On January 28, as heightened political instability in the United States triggered a market rush towards bearish hedging, dollar traders are placing bets on a deeper decline in the currency at record costs. The premium for short-term options that profit from a weaker dollar has expanded to its highest level since data became available in 2011. The bearish sentiment is not confined to the short end—investor pessimism regarding the dollar's long-term prospects has reached its most pronounced level since at least May 2025. Although the dollar index registered a slight gain on Tuesday, its losses over the preceding three consecutive trading sessions were the steepest since the tariff turmoil last April. Should the decline resume as suggested by option prices, the dollar could fall to its lowest level in four years. Jesper Fjarstedt, a senior analyst at Danske Bank, commented, "The unpredictable U.S. political situation is undoubtedly negative for the dollar. Developments over the past week have prompted the market to reprice political risk premiums."
Furthermore, on the local date of January 27, while attending an economic policy-related event in Iowa, U.S. President Donald Trump told media in an interview that he was not concerned about a significant depreciation of the dollar, stating the currency was "performing well" and suggesting it was reasonable for exchange rates to return to "the level they should be." When asked if he was worried about dollar weakness, Trump responded, "No, I think the dollar is doing quite well. I want it to return to the level it should be, that's a reasonable approach." He also hinted at his ability to influence the dollar's trajectory, claiming, "I can make it go up and down like a yo-yo."
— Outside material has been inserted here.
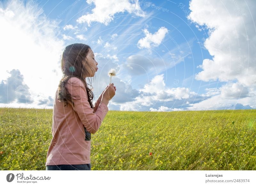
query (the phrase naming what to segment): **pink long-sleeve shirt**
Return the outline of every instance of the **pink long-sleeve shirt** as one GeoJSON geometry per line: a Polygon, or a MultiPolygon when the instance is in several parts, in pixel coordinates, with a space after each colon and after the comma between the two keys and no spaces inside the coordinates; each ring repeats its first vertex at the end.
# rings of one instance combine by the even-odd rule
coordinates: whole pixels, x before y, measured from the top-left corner
{"type": "Polygon", "coordinates": [[[66,103],[57,99],[58,90],[56,91],[52,139],[45,166],[90,163],[91,140],[85,140],[84,127],[90,133],[95,133],[108,111],[106,105],[99,99],[94,108],[91,108],[85,86],[79,78],[71,77],[68,83],[67,89],[72,97],[74,107],[71,103],[64,106],[66,103]]]}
Key data to watch today includes Germany's Gfk Consumer Confidence Index for February and the final U.S. Wholesale Inventories month-on-month figure for September. Additionally, the Bank of Canada's interest rate decision and Monetary Policy Report in the evening, followed by the Federal Reserve's interest rate decision early the next day, require close attention.
USD Index The USD Index fell sharply yesterday, breaching the 96.00 level and approaching a 4-year low, with the current exchange rate hovering around 96.10. In addition to sustained pressure from ongoing trade tensions, concerns that the U.S. government might face another shutdown also contributed to the selling pressure. Moreover, public remarks from President Trump expressing a lack of concern about dollar weakness further weighed on the currency. Today, focus is on resistance near 96.50, with support located around 95.50.
EUR/USD The Euro rose significantly yesterday, breaking through the 1.2000 level, with the current exchange rate trading around 1.2010. The primary driver supporting the Euro's ascent was the USD Index falling below 96.00, pressured by a combination of negative factors including U.S. government shutdown worries and President Trump's recent comments. Additionally, after breaking above the resistance at the 1.1900 level, the Euro attracted some technical buying interest, which amplified its gains. Today, attention is on resistance near 1.2100, with support found around 1.1900.
GBP/USD The British Pound advanced substantially yesterday, surpassing the 1.3800 level, with the current exchange rate trading around 1.3800. The main factor underpinning the Pound's rise was the USD Index's decline towards a 4-year low, under pressure from multiple adverse factors. Furthermore, recently robust UK economic data and market expectations that the Bank of England is in no hurry to cut interest rates also provided some support for the Sterling. Today, focus is on resistance near 1.3900, with support located around 1.3700.